Call in yield maps, soil maps, and pest maps to form “Variable Prescription Maps. “
Combine with the weather platform to determine the variable strategy (e.g. delayed sowing in low-lying areas, multiple water applications in high-salt areas).
Recommended software platforms:
Variable management system + MINNUO intelligent agricultural data upload platform
Typical equipment linkage:
Variable fertilizer applicator, variable sowing equipment, strip spraying device
Application reminder: Precision agriculture does not necessarily cover the whole field, it is recommended to start from the topography of the obvious zoning plots. It is recommended to start with the obvious terrain zoning, and gradually expand.
Step 3: Deployment of automated operation
Goal: Realize precision farm machinery operation, reduce manual intervention, and guarantee standardized operation quality
Action content:
Use self-driving tractor with RTK positioning system to perform variable operation according to “prescription map”
Tractor automatically switches operation route/speed/intensity
Recommended equipment:
MINNUO Driverless module (supports ±2.5cm precision navigation)
Intelligent seeding controller + automatic variable spraying device
Data recording terminal uploaded to the management cloud platform
✅ Operational recommendations: first year can manually intervene in the trajectory to carry out the “assisted operation” mode, and in the second year to realize fully autonomous operation.
Step 4: Real-time monitoring and iterative optimization
Goal: Achieve “optimization while producing” and form a closed loop of seeding, management and harvesting data
Action content:
Simultaneously collect crop growth charts, spraying record charts, and sowing accuracy charts during the operation.
Automatically uploaded to the cloud-based agricultural platform, matching the behavioral trajectory of the operator and the quality of the operation scores.
Automatically generated “field performance report” at the end of the year.
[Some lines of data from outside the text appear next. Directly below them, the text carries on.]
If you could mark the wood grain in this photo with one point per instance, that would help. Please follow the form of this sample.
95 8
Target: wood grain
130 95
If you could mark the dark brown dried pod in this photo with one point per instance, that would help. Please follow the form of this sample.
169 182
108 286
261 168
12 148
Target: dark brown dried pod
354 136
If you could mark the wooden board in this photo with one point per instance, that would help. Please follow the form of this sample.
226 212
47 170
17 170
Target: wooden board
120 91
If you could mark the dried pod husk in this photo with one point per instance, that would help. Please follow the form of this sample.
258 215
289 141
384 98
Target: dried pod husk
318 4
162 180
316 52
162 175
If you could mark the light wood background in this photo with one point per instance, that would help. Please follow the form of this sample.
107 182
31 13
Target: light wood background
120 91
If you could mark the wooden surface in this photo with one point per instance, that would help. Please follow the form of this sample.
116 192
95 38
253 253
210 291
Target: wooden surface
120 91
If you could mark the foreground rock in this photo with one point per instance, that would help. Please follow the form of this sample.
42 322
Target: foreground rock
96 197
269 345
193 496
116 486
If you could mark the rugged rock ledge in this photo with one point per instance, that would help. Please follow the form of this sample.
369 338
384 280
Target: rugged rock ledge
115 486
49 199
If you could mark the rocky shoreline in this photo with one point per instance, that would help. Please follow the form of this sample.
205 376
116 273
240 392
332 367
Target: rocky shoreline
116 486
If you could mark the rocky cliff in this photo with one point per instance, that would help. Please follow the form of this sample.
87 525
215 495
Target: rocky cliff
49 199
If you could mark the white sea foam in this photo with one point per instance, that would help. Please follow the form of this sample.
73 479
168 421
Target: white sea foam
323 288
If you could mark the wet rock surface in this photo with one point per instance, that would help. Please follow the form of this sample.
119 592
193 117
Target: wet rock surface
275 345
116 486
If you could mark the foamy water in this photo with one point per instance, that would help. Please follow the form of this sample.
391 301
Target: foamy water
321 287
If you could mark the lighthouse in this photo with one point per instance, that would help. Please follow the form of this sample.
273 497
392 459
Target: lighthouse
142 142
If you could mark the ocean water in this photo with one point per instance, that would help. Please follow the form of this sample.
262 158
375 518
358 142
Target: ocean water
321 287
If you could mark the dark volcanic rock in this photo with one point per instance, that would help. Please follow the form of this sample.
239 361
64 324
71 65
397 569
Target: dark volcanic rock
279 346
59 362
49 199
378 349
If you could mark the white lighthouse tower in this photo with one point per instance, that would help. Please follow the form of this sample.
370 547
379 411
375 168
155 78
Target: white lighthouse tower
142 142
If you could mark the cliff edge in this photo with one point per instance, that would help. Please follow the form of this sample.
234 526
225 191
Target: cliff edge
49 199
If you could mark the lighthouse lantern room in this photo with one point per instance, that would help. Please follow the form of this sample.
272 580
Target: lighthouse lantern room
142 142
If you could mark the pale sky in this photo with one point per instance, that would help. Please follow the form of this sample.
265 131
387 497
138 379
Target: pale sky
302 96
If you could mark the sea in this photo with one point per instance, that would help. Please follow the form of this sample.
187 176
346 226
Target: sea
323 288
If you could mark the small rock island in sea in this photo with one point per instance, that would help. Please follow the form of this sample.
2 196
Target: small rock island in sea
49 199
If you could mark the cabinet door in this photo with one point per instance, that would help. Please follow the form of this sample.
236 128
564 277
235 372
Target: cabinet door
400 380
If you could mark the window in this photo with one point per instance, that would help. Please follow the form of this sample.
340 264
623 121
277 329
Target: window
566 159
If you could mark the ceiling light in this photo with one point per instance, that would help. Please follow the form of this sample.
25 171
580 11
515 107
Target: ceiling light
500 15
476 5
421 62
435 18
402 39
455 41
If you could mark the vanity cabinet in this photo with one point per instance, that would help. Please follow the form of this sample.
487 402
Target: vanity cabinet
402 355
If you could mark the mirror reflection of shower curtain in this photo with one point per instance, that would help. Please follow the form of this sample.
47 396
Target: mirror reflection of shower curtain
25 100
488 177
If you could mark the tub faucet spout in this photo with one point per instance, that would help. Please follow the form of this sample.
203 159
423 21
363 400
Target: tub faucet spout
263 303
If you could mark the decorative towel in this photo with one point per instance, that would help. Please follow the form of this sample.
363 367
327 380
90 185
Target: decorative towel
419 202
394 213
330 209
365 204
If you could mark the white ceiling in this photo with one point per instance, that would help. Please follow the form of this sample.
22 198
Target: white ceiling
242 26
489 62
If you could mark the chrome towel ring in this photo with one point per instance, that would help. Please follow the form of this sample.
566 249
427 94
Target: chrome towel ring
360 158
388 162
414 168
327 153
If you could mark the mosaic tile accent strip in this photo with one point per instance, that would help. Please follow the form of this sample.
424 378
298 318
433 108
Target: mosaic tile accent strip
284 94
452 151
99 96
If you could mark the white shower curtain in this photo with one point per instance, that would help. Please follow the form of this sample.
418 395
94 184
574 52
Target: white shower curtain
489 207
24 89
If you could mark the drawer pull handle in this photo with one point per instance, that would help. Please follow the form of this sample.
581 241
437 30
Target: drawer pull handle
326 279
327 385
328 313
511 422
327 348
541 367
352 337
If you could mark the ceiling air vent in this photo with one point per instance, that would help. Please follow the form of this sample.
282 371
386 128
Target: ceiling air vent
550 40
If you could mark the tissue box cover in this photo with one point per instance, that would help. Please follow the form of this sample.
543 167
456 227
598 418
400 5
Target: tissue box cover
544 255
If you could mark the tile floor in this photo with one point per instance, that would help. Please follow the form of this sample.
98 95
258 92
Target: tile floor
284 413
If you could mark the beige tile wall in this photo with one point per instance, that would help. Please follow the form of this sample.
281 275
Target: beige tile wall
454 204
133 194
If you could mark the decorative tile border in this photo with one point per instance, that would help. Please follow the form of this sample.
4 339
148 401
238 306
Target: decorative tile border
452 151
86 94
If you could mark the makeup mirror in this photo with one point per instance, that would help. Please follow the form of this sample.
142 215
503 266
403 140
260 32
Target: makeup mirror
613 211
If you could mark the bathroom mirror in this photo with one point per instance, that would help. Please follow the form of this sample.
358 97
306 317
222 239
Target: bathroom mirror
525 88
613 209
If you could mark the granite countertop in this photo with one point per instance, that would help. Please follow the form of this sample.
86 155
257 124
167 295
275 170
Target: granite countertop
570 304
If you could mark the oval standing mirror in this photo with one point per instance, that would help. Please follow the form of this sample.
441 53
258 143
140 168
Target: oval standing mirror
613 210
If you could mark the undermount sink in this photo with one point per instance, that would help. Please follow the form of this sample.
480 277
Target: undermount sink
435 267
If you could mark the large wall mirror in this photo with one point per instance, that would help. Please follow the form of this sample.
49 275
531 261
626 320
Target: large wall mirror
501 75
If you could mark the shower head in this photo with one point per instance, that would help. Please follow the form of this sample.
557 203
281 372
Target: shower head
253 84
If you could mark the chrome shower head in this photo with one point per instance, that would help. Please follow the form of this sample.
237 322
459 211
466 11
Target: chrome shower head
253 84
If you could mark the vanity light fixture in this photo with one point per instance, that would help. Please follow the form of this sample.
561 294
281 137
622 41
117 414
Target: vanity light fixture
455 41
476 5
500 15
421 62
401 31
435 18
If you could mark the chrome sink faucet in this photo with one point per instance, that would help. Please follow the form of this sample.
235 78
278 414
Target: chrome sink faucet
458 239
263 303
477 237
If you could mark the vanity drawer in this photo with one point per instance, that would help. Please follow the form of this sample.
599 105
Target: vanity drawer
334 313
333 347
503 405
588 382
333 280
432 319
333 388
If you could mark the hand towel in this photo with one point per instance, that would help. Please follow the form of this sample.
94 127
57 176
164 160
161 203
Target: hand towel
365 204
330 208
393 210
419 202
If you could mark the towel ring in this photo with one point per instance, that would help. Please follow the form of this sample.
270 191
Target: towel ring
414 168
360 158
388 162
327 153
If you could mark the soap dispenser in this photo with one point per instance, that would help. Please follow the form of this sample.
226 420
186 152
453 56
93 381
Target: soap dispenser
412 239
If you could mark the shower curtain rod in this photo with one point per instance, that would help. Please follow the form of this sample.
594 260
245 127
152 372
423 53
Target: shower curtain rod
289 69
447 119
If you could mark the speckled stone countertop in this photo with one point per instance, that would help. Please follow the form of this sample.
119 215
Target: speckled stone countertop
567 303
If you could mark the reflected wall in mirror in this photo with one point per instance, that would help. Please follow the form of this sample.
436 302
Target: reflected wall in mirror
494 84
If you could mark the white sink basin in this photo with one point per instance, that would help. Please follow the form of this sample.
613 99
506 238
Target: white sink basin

A “field performance report” is automatically generated at the end of the year to guide the adjustment of operation strategies in the coming year.
Recommended tools:
MINNUO Farming Machinery Management Cloud Platform
Digital Sensors + Intelligent Farming Equipment Terminal
Farmer’s cell phone Farming Machinery APP operation visualization interface
Practical tips:
Setting up a “field number” to track the operation of each plot for three years. The “field number” can be used to track the performance curve of each plot for three years.
It is recommended that farmers use crop fertility logs to form a full-cycle record that integrates hardware and software.
Comparison table between the four-step model and the function matrix of farm machinery and equipment.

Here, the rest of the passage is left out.